O ateliê cheirava a tinta fresca, papel queimado e café requentado. Havia quadros apoiados nas paredes, outros em processo de secagem, pincéis mergulhados em copos de vidro e pedaços de papel colados por toda parte — cada um com um bilhete escrito à mão.
Leo caminhava em ziguezague pela sala como um crítico de arte numa crise existencial.
— Esse precisa de mais vazio. A arte respira no branco.
— Você diz isso de todos os meus quadros — respondeu Clara, sentada no chão, descascando um adesivo para colar uma nova frase sobre a tela.
— Porque você tem medo do espaço entre as coisas.
Ela parou. Olhou para ele, um sorriso brincando no canto dos lábios.

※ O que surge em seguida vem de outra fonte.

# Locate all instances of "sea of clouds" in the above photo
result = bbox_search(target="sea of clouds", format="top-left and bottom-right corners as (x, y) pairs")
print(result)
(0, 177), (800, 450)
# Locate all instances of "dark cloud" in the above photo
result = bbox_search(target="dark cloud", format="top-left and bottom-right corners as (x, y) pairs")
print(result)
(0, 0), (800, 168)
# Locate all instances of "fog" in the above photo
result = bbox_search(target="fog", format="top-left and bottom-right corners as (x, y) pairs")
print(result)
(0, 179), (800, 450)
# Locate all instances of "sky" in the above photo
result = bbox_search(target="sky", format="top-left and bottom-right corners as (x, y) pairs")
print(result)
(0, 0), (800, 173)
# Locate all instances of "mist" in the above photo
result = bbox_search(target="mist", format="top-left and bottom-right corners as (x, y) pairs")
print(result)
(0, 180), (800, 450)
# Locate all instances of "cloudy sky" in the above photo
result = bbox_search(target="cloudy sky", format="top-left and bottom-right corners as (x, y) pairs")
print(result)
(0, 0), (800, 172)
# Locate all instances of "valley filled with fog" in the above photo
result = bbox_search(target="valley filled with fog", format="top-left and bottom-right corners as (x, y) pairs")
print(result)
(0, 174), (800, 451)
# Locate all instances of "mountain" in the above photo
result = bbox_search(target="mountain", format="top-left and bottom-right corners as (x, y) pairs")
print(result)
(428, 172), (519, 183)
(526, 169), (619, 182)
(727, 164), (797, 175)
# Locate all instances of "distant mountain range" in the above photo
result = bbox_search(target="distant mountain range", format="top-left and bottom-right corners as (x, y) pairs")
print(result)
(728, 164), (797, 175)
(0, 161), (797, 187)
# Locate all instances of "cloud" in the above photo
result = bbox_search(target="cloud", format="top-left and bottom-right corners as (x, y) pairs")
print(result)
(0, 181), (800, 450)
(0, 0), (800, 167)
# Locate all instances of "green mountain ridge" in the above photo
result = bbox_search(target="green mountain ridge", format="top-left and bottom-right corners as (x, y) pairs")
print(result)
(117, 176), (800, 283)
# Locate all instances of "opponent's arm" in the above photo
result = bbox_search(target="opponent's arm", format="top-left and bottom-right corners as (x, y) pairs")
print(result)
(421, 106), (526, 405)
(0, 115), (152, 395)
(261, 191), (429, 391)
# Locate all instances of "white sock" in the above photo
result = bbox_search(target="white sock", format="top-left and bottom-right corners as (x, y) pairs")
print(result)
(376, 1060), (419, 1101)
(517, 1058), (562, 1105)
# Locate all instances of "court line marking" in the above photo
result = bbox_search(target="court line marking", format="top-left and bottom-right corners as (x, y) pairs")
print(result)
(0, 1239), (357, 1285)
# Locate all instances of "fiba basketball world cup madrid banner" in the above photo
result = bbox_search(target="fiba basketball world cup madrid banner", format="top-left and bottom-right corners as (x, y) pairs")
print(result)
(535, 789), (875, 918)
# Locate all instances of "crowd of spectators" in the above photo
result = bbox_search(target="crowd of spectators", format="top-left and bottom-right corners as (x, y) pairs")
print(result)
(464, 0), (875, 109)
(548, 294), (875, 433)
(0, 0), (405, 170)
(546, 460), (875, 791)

— E você tem medo do silêncio.
— Por isso eu falo tanto.
Riram.
O clima era leve, mas carregado. A exposição ganhava forma, finalmente. A proposta de Clara — quadros que só revelavam suas frases quando o espectador se aproximava — havia encantado Gus Sterling, e agora ela tinha seis semanas para preencher as paredes da galeria com algo que fosse mais do que belo. Que fosse íntimo. Que fosse… dela.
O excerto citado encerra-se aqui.